Fast I/O Failure for Fibre Channel devices

AIX® supports Fast I/O Failure for Fibre Channel (FC) devices after link events in a switched environment.

If the FC adapter driver detects a link event, such as a lost link between a storage device and a switch, the FC adapter driver waits a short period, approximately 15 seconds, so that the fabric can stabilize. At that point, if the FC adapter driver detects that the device is not on the fabric, it begins failing all I/Os at the adapter driver. Any new I/O or future retries of the failed I/Os are failed immediately by the adapter until the adapter driver detects that the device rejoined the fabric.

Fast Failure of I/O is controlled by a new fscsi device attribute, fc_err_recov.
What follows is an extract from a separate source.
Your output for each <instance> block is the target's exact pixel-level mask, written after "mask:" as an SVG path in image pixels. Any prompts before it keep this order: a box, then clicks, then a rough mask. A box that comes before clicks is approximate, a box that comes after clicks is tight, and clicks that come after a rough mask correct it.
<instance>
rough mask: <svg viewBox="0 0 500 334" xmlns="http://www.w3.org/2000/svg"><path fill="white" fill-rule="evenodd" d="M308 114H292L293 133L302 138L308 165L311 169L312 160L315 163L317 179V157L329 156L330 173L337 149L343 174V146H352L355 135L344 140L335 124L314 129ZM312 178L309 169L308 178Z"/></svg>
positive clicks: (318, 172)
The default setting for this attribute is delayed_fail, which is the I/O failure behavior that is seen in previous versions of AIX. To enable Fast I/O Failure, set this attribute to fast_fail, as shown in the example:
chdev -l fscsi0 -a fc_err_recov=fast_fail  
In this example, the fscsi device instance is fscsi0. Fast fail logic is called when the adapter driver receives an indication from the switch that there is a link event with a remote storage device port by way of a Registered State Change Notification (RSCN) from the switch.

Fast I/O Failure is useful in situations where multipathing software is used. Setting the fc_err_recov attribute to fast_fail can decrease the I/O fail times because of link loss between the storage device and switch. This would support faster failover to alternate paths.
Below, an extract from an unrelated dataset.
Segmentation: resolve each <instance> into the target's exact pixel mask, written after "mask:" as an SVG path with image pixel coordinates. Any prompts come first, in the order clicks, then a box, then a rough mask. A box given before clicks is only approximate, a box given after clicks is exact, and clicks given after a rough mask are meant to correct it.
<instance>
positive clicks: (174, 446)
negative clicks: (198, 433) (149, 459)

In single-path configurations, especially configurations with a single path to a paging device, the delayed_fail default setting is recommended.
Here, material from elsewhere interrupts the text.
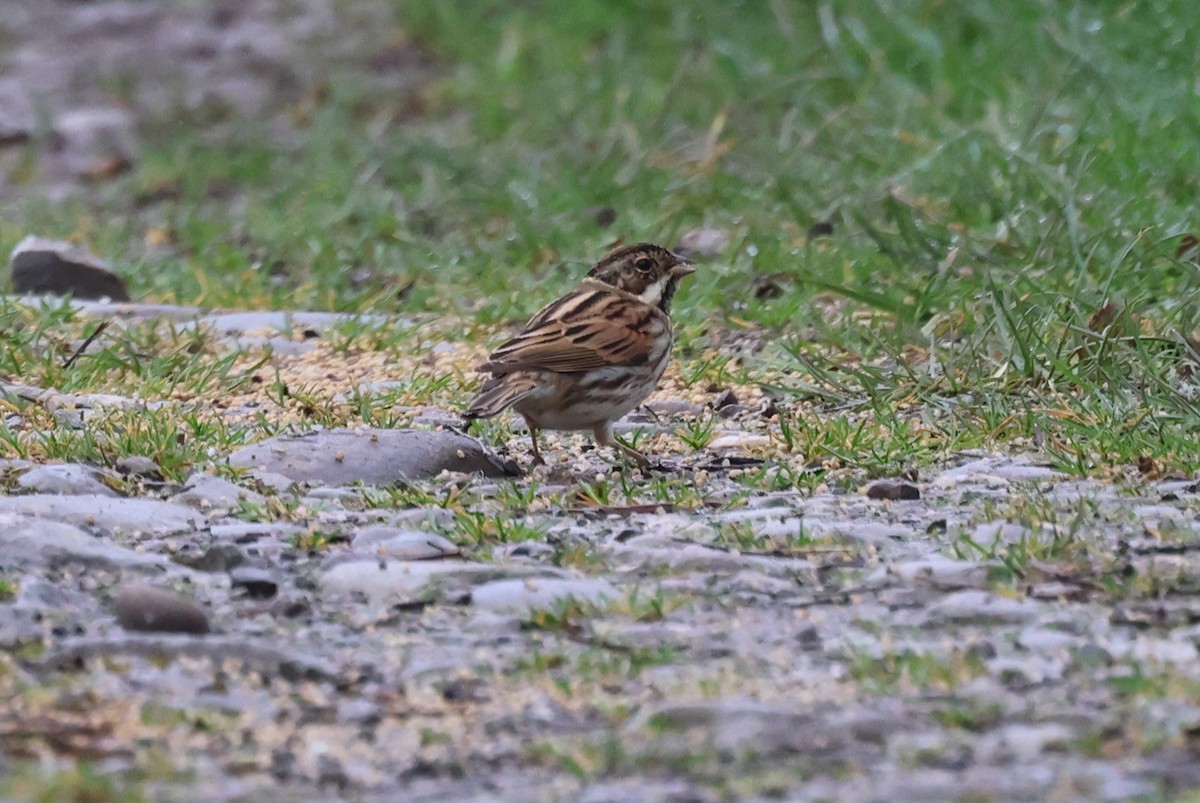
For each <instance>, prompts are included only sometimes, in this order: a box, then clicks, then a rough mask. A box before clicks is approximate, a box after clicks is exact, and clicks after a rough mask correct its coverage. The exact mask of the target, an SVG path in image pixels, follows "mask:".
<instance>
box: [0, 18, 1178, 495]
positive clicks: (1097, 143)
mask: <svg viewBox="0 0 1200 803" xmlns="http://www.w3.org/2000/svg"><path fill="white" fill-rule="evenodd" d="M1193 17H1194V10H1193V8H1192V6H1190V5H1189V4H1188V2H1184V0H1132V1H1128V2H1111V4H1087V2H1072V1H1067V0H1012V1H1008V2H970V4H954V2H944V1H937V0H856V1H852V0H826V1H820V2H787V1H785V0H773V1H744V2H737V1H720V0H700V1H697V2H690V4H674V2H667V1H647V2H632V1H628V2H622V1H613V2H605V4H582V2H577V4H554V2H546V1H539V0H526V1H522V2H512V1H509V2H500V1H498V0H484V1H469V2H468V1H466V0H461V1H458V0H436V1H434V0H404V1H398V0H397V2H395V31H394V34H392V36H394V40H395V41H396V42H397V43H398V44H403V46H406V47H407V46H412V47H414V48H416V49H418V50H419V52H420V53H421V54H422V56H424V58H425V59H427V60H430V61H431V62H432V64H433V66H434V78H433V79H432V80H431V82H430V83H427V84H425V85H422V86H421V88H420V89H418V90H414V91H412V92H402V94H396V95H391V94H380V92H377V91H373V90H372V88H371V86H370V85H368V84H367V83H364V82H355V80H353V79H332V78H331V79H330V80H329V82H326V83H325V84H323V85H322V86H319V88H318V90H317V91H314V92H312V94H311V96H308V97H305V98H304V100H302V101H300V102H298V103H296V104H294V106H293V107H292V108H289V109H288V118H289V120H290V122H292V124H293V127H294V132H293V136H289V137H287V138H282V139H281V138H280V137H278V136H277V134H276V133H275V132H274V130H272V128H271V126H270V122H269V121H262V122H256V121H251V120H245V121H240V122H239V125H236V126H228V125H224V126H221V127H220V136H216V134H215V133H214V131H215V128H212V127H210V126H209V125H208V124H206V121H204V120H187V121H185V122H181V121H178V120H173V121H166V122H163V124H161V125H160V126H157V127H156V128H155V130H154V131H150V132H149V148H148V150H146V152H145V154H144V155H143V157H142V158H140V161H139V162H138V163H137V164H136V167H134V169H133V172H132V173H131V174H128V175H127V176H124V178H121V179H119V180H118V181H116V182H114V185H113V186H110V187H108V188H106V191H104V192H103V193H100V194H98V196H94V197H92V198H91V199H90V200H85V202H71V203H56V204H50V203H34V204H30V205H28V206H26V208H25V209H24V210H23V212H22V215H23V218H18V220H8V221H5V222H4V223H0V246H7V245H11V244H14V242H16V240H17V239H18V238H19V236H20V234H23V233H24V232H26V230H37V232H38V233H41V234H47V235H65V236H72V238H74V239H77V240H82V241H84V242H85V244H86V245H89V246H91V247H92V248H95V250H96V251H97V252H100V253H102V254H103V256H106V257H109V258H114V259H115V260H118V262H119V263H124V264H128V270H127V271H126V272H127V275H130V277H131V283H132V286H133V292H134V294H136V295H138V296H142V298H148V299H155V300H167V301H179V302H187V304H200V305H206V306H264V307H313V308H335V310H377V311H388V312H392V311H397V312H409V311H432V312H438V313H445V314H451V316H463V317H467V318H468V319H472V320H476V322H479V323H482V324H491V323H498V322H505V320H512V319H520V318H522V317H523V316H526V314H528V313H530V312H533V311H534V310H535V308H538V307H539V306H540V305H541V304H544V302H546V301H547V300H550V299H552V298H554V296H556V295H558V294H560V293H562V292H563V290H564V289H565V288H566V287H569V286H570V283H571V282H572V281H574V280H575V277H577V276H578V275H580V274H581V272H582V271H583V270H584V269H586V266H587V264H588V263H589V262H592V260H594V259H595V258H598V257H599V256H600V254H602V252H604V251H605V248H606V246H607V245H608V244H610V242H612V241H613V240H616V239H618V238H622V239H625V240H629V241H631V240H643V239H646V240H656V241H661V242H664V244H666V245H671V244H673V241H674V240H676V239H677V238H678V235H679V234H680V233H683V232H685V230H688V229H691V228H695V227H713V228H718V229H722V230H725V232H727V233H728V234H730V245H728V247H727V248H726V250H725V252H724V253H722V254H720V256H719V257H718V258H715V259H714V260H713V262H712V263H709V264H706V265H704V266H703V269H702V270H701V272H700V274H697V276H696V277H694V281H691V283H690V284H689V286H688V287H686V288H685V290H684V292H683V293H682V294H680V298H679V301H678V302H677V310H678V311H677V314H676V317H677V319H678V320H679V323H680V341H682V344H683V349H682V358H683V360H684V361H685V362H686V361H688V360H694V359H698V358H697V356H696V355H700V354H702V353H703V350H704V348H707V347H708V346H710V344H712V343H713V338H714V332H715V331H718V330H722V329H733V330H736V331H745V330H754V329H757V328H762V329H763V331H764V332H766V336H764V337H760V338H758V340H760V341H762V340H766V341H768V343H769V346H768V347H767V348H766V349H764V350H762V353H761V354H758V355H756V356H755V358H754V359H752V360H750V361H749V362H748V365H749V367H748V368H746V372H745V373H744V374H742V376H738V377H736V378H738V379H740V380H757V382H762V383H764V384H768V385H769V386H770V388H772V389H773V390H775V391H776V392H780V394H782V395H784V396H785V397H787V398H794V400H799V401H809V402H816V403H821V405H826V406H827V407H828V408H829V409H839V411H845V409H858V411H869V412H872V413H874V414H875V415H876V417H877V418H880V417H882V418H881V420H883V421H884V425H886V426H890V425H888V424H887V421H888V420H892V421H894V423H895V427H893V430H892V431H893V432H900V431H901V430H902V431H904V432H911V430H912V420H911V415H908V413H906V412H905V411H910V409H912V408H920V409H922V411H923V413H922V415H923V417H924V418H922V419H920V423H922V426H924V427H925V429H930V427H932V429H935V430H936V431H937V432H938V433H940V435H941V438H942V439H941V441H938V443H940V444H941V445H940V447H938V448H937V449H935V450H934V451H935V453H941V451H942V450H943V449H944V448H949V447H954V448H961V447H965V445H978V444H982V443H995V442H997V441H1000V442H1006V441H1007V442H1014V443H1015V442H1021V443H1022V444H1026V443H1027V444H1032V445H1033V447H1037V448H1042V449H1046V450H1049V451H1050V454H1051V455H1052V456H1054V459H1055V460H1056V461H1057V462H1058V463H1060V465H1063V466H1064V467H1068V468H1070V469H1072V471H1079V472H1082V473H1087V472H1092V471H1094V469H1096V468H1097V467H1099V466H1104V465H1110V463H1111V465H1116V463H1123V462H1136V460H1138V459H1139V457H1142V456H1148V457H1151V459H1154V460H1162V461H1165V462H1166V463H1170V465H1172V466H1180V467H1183V468H1187V469H1192V468H1194V467H1196V466H1200V445H1196V443H1193V442H1198V443H1200V438H1195V437H1193V436H1194V433H1195V431H1196V424H1198V423H1200V419H1198V417H1196V413H1198V409H1196V407H1195V405H1194V402H1193V398H1194V396H1193V383H1192V364H1193V358H1194V356H1195V349H1194V346H1193V341H1192V337H1193V334H1194V332H1195V331H1196V330H1198V305H1196V299H1198V292H1200V274H1198V262H1196V259H1198V256H1200V251H1198V250H1196V248H1194V247H1190V246H1189V244H1190V242H1193V240H1190V239H1189V238H1190V236H1192V234H1193V232H1194V230H1195V229H1196V221H1195V212H1196V198H1198V196H1200V192H1198V176H1200V103H1198V94H1200V83H1198V78H1196V72H1195V54H1196V53H1198V52H1200V32H1198V26H1196V25H1194V24H1193V22H1192V20H1193ZM163 187H169V188H170V192H168V193H163V192H162V188H163ZM156 194H162V196H163V198H164V199H163V200H161V202H158V203H155V204H150V205H149V206H148V205H145V204H144V203H142V202H139V200H138V199H139V198H145V197H154V196H156ZM610 210H611V212H614V215H616V217H614V221H613V222H612V224H611V226H604V224H601V222H600V220H598V218H604V217H605V216H607V215H610ZM151 230H154V232H157V233H158V234H156V235H154V236H158V238H160V239H161V238H163V236H166V238H167V239H168V240H169V242H170V244H172V247H170V248H166V250H163V248H150V247H148V246H146V245H145V241H146V236H148V232H151ZM151 239H152V238H151ZM756 288H757V289H758V292H755V290H756ZM706 359H708V358H706ZM694 365H695V364H694ZM706 370H707V368H704V366H703V365H701V366H700V367H698V368H696V377H697V379H698V378H701V377H703V376H706ZM768 374H769V376H768ZM898 411H899V413H898ZM898 415H904V417H908V418H905V420H904V421H901V420H900V419H899V418H898ZM901 424H904V426H902V427H900V425H901ZM896 427H900V429H896ZM810 435H811V438H812V439H811V441H810V444H812V450H814V451H820V448H818V445H820V444H821V443H823V442H822V438H821V436H818V435H812V433H810ZM895 437H896V438H898V439H899V438H900V437H901V436H900V435H896V436H895ZM911 437H912V436H911V435H904V438H911ZM918 439H919V438H918ZM898 449H900V453H901V454H900V455H899V456H893V457H889V459H888V461H887V465H889V466H892V465H894V463H895V465H899V463H902V462H904V459H905V455H904V454H902V453H904V443H901V442H900V441H898ZM908 456H910V457H911V456H912V455H908Z"/></svg>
Fast I/O Failure requires the following:
  • A switched environment. It is not supported in arbitrated loop environments, including public loop.
  • FC 6227 adapter firmware, level 3.22A 1 or higher.
  • FC 6228 adapter firmware, level 3.82A 1 or higher.
  • FC 6239 adapter firmware, all levels.
  • All subsequent FC adapter releases support Fast I/O Failure.

If any of these requirements are not met, the fscsi device logs an error log of type INFO indicating that one of these requirements is not met and that Fast I/O Failure is not enabled.

Some FC devices support enablement and disablement of Fast I/O Failure while the device is in the Available state. To verify whether a device supports the dynamic tracking function, use the lsattr command. The Fast I/O Failure can be changed for the supporting devices without unconfiguration and reconfiguration of the device or cycling the link. The changes must be requested when the storage area network (SAN) fabric is stable. A request fails if the error recovery is active in SAN during the time of the request.